Line 58 is a short utility which runs through all of the data files and counts up all of the bad data points. Tracking over time, if I'm paying attention then I see when the automated QA/QC captures something funky.

python $STATUS $ROOT_DIR/outputs/ $ROOT_DIR/outputs/data_status.csv

Finally, line 60-64 wrap up the processing bash script, computing the total time again like was done for the cron job:

END=`date +%s%N`
ELAPSED=`echo "scale=8; ($END - $START) / 1000000000" | bc`
echo $ELAPSED
temp1=$CRONTIME$ELAPSED
echo $temp1 >> $ROOT_DIR/outputs/site_process.csv

I think that's basically all of the processing and stuff that takes place. I didn't mention it above but there are a number of data manipulation functions built into datapro so, like unit conversions if you want, thermistor resistance to temperature, that sort of thing. And it's pretty easy to add more if you the ones that are there don't suffice (and if you do then we can add them back into the main DataPro archive). Check out bin/csv_utilities/csv_lib/equations.py


So, that's basically the processing component. In the web_site.zip below I included all the configuration files etc for the super-site met as a fully reproducible example if you want. Or you could also check out the files listed on the wiki.

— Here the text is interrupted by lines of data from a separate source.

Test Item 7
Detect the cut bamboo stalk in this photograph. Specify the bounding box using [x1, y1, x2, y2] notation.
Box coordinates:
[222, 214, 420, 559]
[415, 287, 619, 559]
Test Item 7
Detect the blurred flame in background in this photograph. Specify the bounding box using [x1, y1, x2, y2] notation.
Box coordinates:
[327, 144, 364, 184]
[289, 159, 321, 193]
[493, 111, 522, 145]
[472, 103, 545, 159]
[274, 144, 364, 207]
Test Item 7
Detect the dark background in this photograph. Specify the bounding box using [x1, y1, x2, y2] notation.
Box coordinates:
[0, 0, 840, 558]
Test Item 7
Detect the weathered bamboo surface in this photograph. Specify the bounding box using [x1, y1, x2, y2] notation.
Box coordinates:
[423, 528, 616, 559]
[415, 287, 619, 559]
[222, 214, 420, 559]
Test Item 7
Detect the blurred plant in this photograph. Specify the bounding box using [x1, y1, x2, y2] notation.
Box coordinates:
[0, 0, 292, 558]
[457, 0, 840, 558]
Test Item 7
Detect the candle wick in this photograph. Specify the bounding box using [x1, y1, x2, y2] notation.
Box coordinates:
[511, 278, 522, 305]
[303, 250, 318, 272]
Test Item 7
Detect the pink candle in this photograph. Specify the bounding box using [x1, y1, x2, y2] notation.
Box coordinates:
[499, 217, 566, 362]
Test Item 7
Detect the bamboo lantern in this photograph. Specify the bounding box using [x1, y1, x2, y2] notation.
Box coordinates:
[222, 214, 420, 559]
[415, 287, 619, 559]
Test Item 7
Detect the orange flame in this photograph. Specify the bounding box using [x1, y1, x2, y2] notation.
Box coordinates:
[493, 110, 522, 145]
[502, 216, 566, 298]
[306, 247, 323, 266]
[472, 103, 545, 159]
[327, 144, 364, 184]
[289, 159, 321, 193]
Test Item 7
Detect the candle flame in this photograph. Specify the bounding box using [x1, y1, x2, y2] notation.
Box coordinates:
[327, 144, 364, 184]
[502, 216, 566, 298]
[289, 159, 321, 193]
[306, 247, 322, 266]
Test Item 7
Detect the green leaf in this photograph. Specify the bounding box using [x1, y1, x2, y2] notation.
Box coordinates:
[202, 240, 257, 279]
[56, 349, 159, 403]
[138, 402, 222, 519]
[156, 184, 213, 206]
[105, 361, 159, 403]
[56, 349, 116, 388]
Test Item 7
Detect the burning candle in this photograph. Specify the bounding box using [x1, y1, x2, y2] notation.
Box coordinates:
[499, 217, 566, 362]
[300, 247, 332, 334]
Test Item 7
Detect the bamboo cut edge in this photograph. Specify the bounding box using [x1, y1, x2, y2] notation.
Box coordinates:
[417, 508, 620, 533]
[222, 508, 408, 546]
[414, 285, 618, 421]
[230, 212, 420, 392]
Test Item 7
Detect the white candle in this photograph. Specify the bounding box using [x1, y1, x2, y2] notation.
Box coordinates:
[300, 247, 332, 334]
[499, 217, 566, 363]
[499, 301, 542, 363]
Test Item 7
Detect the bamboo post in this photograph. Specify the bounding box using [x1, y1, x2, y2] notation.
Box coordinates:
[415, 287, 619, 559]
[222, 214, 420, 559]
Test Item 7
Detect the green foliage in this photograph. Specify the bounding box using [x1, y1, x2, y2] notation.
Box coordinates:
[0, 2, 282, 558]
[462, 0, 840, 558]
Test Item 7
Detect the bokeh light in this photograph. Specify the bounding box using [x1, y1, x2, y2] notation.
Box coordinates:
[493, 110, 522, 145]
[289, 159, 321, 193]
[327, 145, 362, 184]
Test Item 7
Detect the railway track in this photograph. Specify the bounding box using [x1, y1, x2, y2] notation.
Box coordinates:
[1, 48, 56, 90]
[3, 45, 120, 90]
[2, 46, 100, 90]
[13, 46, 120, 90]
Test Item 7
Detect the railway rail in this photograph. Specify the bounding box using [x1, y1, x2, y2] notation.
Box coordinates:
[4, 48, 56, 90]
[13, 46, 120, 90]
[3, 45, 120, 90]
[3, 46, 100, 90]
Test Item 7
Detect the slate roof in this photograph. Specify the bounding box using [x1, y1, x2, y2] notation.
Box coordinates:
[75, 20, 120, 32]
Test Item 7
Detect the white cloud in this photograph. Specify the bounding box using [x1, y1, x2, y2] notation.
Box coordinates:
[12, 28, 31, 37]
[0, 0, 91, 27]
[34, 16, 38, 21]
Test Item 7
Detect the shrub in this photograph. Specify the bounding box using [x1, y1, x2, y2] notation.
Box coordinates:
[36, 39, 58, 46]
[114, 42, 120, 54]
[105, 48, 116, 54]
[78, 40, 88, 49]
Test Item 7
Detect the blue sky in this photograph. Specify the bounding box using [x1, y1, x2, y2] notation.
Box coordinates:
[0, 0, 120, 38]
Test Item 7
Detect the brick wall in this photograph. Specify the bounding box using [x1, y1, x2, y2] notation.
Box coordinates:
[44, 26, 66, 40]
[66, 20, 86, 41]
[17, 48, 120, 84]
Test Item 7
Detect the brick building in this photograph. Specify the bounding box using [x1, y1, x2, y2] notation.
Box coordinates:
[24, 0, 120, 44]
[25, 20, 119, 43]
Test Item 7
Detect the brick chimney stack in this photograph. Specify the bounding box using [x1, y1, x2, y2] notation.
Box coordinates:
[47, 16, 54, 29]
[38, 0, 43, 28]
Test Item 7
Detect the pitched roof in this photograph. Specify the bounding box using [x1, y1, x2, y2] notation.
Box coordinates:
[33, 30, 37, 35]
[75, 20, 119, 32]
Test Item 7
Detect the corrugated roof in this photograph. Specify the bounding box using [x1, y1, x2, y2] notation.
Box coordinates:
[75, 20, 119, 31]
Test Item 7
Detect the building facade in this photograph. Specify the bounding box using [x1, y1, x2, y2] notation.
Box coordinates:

Moving on to the web page part, here is the javascript / css / html for getting the diagnostic page up and running:​

  • web_site.zip​ (see Bob if you want to try this out)

data.html is this page:
http://ngeedata.iarc.uaf.edu/data/data.html

I pretty much use a bunch of javascript to put the page together using the contents of all of those outputted data files from earlier. the files in the ss_met/outputs/one are read in and populate the html table among other things. As far as how the page comes together, check out web_site/diag.json. Here's an entry for the ss_met site again:

	{
		"StationName": "ss_met",
		"StationDescriptiveName": "SuperSite Met Station",
		"StationAltName": "ss_met",
		"DataFileNameBase": "ss_met/outputs/",
		"last_data_file": "/web/one/battery_1.csv",
		"timezone": "Etc/GMT+0"
	},

There are echoes in this configuration from the old EE Internet gp.py that was used on the old Bullen point web page setup:
http://ine.uaf.edu/werc/projects/bullen/stations.html


I got started with this whole datapro enterprise trying to get old CR10X Array based data files to be shown using the gp.py python stuff that EE Internet wrote. So, with data.html, the key piece of the puzzle which starts everything running is down at the bottom of the page, javascript on lines 85-92:

<script type="text/javascript">
    function init() { 
        make_diag_table();
        data_toggle('ss_met/web/delay_3wks.csv','Oldness @ Super Site Met');
    }

				
</script>


The init() function is found in:

web_site/js/interface_to_dygraph_diagpage.js

Check out line 17 of that file for function make_diag_table(). That's pretty much where the magic happens, that function. You'll see that there are a few hard coded files that the javascript looks for. Some sites don't have all of these, or the battery voltage file might have a different name. I use symlinks on linux to still make sure there is an appropriate file there.


I think that's the gist of everything. The last piece of the puzzle I guess is:

web_site/ss_met_summary.html

I write that file by hand (well, more accurately I do a file save-as from an existing one and then edit it to reflect the new station being worked on. The file name ties into the diag.json. The name for this is "StationAltName" from the diag.json plus the suffix "_summary.html".